Saturday, 4 June 2016

Anglo Irish Banking crisis in numbers - Report

New data research has shown that shared directorships, or ‘company interlocks’, peaked before Ireland’s banking crisis in 2008. Researchers at the Insight Centre for Data Analytics at UCD, Trinity College Dublin and the University of Washington have developed a statistical model to map the networks of corporate boards in Ireland in the decade between 2003 and 2013. The research reveals that corporate boards in Ireland were at their most ‘interlocked’ just before the economic collapse.

Professor Nial Friel of the Insight Centre for Data Analytics said: ‘Unlike many ingredients of the crash, this is a pattern we can measure. The key ingredient in this work was the development of a statistical model to describe the process of company-director networks over time.
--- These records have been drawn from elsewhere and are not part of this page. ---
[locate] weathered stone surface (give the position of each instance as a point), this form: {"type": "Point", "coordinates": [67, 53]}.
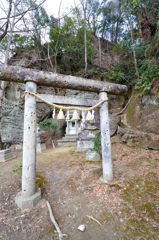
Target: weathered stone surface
{"type": "Point", "coordinates": [91, 155]}
{"type": "Point", "coordinates": [44, 78]}
{"type": "Point", "coordinates": [7, 154]}
{"type": "Point", "coordinates": [143, 114]}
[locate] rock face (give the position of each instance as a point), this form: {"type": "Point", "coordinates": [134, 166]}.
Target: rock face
{"type": "Point", "coordinates": [142, 114]}
{"type": "Point", "coordinates": [141, 122]}
{"type": "Point", "coordinates": [11, 115]}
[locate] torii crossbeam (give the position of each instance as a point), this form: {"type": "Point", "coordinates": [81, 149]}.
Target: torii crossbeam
{"type": "Point", "coordinates": [29, 195]}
But equally importantly, this analysis allowed us to infer whether the level of director interlocking has changed significantly over time. Our model provides many insights, including an intuitive visualisation of the company-director networks.’

Previous research indicates that the presence of the same individuals on multiple boards may have led to groupthink that stifled critical analysis of economic realities.

In 2010, the economic think-tank, TASC, produced a report, ``Mapping the golden circle'', that warned of this effect.

International research on the subject has identified to a number of negative outcomes. Interlocking directorships may be associated with poorer performance and lower value of companies, social embeddedness that limits their effectiveness, excessive remuneration and conflicts of interest, lack of commitment of directors and lack of diversity.

‘Our research shows that interlocking directorship networks have stabilised since the collapse and are still a feature of our corporate governance structures,’ says Professor Friel.